In International Development Law: Rule of Law, Human Rights and Global Finance, Sarkar catalogues the growth and eventual intersection of finance, human rights, and development throughout the latter half of the twentieth century. Sarkar writes with the experience of a practitioner and the intellectual curiosity of an academic, and this book addresses both practical and theoretical concerns well beyond the field of development law.
The book is principally divided into two halves; the first half focuses on the rule of law and its role in development theory, while the second half is devoted to international financial architecture, predominantly under the guidance of the World Bank and the International Monetary Fund. Within the subfield of “rule of law”, Sarkar gives passing attention to a number of relevant political and economic theories upon which development discourse is often based. More specifically, dependency theory, modernization theory, neoclassical economics, structuralism, and institutional economics are succinctly framed within the historical context of international development law. In this sense, Sarkar balances both pragmatic and philosophical motivations for the Bretton Woods system, invoking financial reports authored by Goldman Sachs alongside Lockean and neo-Marxist theory.

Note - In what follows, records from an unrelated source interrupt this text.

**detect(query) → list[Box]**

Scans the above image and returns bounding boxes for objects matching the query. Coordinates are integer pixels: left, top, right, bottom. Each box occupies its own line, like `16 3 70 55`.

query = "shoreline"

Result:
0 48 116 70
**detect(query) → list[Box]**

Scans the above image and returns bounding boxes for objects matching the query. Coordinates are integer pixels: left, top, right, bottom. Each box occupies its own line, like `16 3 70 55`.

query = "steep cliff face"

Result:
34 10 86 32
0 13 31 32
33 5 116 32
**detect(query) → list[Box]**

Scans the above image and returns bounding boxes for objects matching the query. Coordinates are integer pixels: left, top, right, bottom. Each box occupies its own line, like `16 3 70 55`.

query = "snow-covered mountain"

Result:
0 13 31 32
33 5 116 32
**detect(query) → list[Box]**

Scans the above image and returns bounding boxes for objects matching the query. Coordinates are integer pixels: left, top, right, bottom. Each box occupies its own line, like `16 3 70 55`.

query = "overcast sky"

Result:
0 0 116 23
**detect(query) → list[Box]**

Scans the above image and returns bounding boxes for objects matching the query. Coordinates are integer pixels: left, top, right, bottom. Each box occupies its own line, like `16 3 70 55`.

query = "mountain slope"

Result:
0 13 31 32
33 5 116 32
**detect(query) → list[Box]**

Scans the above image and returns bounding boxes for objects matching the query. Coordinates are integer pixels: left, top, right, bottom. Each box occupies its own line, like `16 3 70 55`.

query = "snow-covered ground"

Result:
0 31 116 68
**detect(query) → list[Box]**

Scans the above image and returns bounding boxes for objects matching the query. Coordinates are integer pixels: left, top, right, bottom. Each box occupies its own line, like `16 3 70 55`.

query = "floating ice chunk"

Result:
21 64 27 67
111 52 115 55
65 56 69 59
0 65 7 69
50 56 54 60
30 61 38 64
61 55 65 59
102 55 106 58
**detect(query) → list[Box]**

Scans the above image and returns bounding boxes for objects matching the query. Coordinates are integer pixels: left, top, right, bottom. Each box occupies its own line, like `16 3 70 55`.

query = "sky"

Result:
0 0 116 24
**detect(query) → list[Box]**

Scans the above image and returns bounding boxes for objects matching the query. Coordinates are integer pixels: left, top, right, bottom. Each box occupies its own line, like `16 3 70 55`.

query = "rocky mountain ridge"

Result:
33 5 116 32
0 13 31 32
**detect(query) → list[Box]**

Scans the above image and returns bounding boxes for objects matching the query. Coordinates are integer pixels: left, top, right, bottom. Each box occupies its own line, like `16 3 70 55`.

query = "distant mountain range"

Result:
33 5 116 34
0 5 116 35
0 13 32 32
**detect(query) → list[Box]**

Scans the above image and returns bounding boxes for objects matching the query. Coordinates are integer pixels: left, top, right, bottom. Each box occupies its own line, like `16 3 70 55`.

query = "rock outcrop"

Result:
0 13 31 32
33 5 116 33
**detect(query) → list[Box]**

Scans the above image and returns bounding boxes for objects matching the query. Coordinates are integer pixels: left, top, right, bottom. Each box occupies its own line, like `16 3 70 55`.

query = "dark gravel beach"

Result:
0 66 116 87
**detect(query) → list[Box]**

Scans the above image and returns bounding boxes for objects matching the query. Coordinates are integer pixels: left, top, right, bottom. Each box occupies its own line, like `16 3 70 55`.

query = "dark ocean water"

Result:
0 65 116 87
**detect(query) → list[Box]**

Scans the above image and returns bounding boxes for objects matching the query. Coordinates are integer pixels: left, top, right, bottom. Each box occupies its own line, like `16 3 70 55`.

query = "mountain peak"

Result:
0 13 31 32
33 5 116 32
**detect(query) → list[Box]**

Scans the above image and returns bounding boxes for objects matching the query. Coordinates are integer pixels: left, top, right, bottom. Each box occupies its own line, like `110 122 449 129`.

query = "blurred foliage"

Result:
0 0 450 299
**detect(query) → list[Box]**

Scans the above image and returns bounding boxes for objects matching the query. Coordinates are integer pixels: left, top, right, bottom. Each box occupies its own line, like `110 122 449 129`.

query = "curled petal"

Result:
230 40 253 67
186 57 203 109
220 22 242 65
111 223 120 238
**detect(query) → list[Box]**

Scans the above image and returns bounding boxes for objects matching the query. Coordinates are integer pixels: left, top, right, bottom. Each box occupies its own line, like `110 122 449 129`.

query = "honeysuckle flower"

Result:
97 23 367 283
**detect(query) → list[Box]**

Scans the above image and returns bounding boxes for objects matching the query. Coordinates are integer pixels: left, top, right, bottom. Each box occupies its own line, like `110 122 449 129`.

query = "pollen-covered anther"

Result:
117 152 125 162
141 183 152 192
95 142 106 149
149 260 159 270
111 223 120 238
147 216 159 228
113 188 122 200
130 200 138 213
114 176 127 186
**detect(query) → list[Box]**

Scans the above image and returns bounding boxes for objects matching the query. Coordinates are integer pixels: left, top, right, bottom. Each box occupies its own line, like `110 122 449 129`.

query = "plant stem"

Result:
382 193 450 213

The second half of the book is devoted to international financial architecture, and it provides a case-study-based component to the often abstract theories relied upon in the preceding chapters. Through the lens of Latin American and Asian financial crises, Sarkar paints the inner workings of the International Monetary Fund, its role in the financial crises of the past several decades, and several major critiques of the Fund. The section on international borrowing is punctuated with chapters on privatization and emerging capital economies. Though the second half of the book is largely a series of case-studies, Sarkar takes the opportunity to introduce a handful of theories that undergird the discourse associated with the privatization of the last three decades and the growth of the capital markets in developing countries.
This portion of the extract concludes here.